Y el de las piernas largas, blancas y delgaditas de Wiggins, el inglés que para preparar la Vuelta, para acostumbrarse a su calor, se metió en el trastero de su casa con un rodillo, cinco calefactores y un humificador. Entrenaba a 42º. Un día sí y otro no. Y nunca más de 90 minutos seguidos. "Es lo que se puede aguantar sin desmayarse", cuenta. En la Vuelta le va de maravilla. Ha digerido el calor y ayer se exhibió en la montaña, en los últimos dos kilómetros donde los que pudieron seguirle se conformaron con eso. Nibali acabó reventando. Y Taaramae. Y, claro, Froome, agotado. Solo Martin, Cobo y Mollema resistieron. Los tres querían la etapa, pero se la llevó el del Garmin, que recordó a aquellas tardes de abril de los 80 en la Vuelta, las de Sean Kelly, el único irlandés que la ha ganado, en el 88. En esa época reinó en el ciclismo otro irlandés, Stephen Roche.
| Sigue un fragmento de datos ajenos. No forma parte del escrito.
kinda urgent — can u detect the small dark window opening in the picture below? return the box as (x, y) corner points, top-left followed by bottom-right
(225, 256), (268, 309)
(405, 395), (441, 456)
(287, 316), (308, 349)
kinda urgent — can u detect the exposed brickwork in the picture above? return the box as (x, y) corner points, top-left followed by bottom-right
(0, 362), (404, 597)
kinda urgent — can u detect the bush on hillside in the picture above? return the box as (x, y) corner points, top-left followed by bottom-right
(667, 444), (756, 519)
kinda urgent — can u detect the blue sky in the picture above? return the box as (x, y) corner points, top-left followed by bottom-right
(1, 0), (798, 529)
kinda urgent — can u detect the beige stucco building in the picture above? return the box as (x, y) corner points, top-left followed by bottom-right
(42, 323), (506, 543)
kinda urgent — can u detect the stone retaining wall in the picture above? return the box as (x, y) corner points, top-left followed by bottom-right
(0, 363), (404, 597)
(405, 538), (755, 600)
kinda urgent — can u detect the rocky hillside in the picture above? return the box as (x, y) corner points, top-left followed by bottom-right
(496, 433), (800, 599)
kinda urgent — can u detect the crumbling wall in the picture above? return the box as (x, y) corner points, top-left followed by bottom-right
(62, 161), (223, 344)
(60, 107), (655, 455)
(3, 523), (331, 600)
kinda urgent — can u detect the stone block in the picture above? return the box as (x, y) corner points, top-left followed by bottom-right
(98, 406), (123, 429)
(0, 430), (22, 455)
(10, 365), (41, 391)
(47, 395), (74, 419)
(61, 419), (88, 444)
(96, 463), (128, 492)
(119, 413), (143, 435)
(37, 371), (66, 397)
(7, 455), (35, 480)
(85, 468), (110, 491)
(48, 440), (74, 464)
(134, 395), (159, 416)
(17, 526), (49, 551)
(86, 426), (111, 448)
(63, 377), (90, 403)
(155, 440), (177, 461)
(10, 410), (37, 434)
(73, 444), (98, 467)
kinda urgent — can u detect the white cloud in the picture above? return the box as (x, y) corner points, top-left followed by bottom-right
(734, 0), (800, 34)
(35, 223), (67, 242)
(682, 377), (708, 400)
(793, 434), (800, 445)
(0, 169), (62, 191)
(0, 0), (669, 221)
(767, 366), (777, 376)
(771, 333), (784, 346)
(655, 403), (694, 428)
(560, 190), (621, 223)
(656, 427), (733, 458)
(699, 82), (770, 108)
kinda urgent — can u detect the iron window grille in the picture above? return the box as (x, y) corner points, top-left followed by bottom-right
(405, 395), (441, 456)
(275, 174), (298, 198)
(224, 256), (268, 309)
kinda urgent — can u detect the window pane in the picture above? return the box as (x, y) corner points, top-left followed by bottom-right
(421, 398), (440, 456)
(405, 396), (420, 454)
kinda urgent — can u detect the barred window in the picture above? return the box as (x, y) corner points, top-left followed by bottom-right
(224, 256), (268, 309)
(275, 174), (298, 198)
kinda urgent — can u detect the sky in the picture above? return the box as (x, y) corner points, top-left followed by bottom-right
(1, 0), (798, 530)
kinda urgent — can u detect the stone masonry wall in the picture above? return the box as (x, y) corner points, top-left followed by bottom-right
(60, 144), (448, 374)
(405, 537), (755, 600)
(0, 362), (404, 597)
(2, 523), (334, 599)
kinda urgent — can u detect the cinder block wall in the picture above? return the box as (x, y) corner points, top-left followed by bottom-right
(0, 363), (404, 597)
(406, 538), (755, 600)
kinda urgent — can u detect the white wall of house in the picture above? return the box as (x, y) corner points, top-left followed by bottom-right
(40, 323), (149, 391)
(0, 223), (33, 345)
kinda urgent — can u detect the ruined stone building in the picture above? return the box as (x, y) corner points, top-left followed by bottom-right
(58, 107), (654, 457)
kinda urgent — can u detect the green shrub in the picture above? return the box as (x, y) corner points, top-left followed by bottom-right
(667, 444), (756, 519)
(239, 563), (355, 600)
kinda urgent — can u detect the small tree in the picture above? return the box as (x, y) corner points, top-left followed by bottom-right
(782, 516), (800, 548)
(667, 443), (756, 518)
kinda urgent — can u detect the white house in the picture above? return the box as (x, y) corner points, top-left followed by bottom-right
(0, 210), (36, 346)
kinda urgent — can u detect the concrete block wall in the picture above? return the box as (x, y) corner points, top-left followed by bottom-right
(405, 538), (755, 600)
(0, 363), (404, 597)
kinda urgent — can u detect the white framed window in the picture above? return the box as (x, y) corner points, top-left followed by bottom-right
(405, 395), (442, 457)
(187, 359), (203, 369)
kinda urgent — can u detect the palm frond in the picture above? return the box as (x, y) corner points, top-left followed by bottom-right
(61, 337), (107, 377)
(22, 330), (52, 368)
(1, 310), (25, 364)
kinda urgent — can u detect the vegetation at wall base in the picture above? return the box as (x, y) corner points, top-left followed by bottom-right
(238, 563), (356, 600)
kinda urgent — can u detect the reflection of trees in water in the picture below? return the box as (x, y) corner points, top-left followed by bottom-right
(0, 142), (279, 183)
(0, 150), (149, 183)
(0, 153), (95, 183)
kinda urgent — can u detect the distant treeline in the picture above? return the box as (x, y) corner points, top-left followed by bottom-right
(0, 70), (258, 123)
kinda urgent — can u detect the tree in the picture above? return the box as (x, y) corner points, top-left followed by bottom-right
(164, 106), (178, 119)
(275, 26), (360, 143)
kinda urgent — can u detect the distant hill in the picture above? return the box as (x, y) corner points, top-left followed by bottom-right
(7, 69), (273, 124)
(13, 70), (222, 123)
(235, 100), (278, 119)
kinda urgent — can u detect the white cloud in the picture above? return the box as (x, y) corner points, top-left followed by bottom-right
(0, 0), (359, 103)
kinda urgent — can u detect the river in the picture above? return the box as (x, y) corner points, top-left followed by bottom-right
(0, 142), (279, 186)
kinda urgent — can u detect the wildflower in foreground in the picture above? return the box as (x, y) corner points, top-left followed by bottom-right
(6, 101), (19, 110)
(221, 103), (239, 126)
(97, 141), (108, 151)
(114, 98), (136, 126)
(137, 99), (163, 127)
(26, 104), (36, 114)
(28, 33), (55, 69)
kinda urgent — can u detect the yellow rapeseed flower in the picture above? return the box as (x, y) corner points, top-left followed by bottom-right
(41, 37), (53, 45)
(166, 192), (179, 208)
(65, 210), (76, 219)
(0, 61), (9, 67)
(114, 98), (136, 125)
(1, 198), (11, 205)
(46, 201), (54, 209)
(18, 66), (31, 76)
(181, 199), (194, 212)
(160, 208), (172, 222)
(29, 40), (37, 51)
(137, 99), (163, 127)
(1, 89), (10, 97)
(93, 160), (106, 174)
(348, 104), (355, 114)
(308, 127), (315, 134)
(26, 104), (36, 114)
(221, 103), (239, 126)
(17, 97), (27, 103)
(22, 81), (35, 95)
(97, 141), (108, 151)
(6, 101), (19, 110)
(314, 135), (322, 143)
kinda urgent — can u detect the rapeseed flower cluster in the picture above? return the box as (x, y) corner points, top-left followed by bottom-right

Duró un año en el trono, 1987, pero lo ganó todo: Giro, Tour y Mundial. Solo Merckx ha hecho algo parecido. Martin es sobrino de Roche. Y primo de su hijo Nicolas, que corre la Vuelta y ayer coincidieron un momento en cabeza de carrera. A seis kilómetros de meta. En pleno delirio de los escaladores que acabaron perdieron la cabeza. Fue, quizás, por el viento.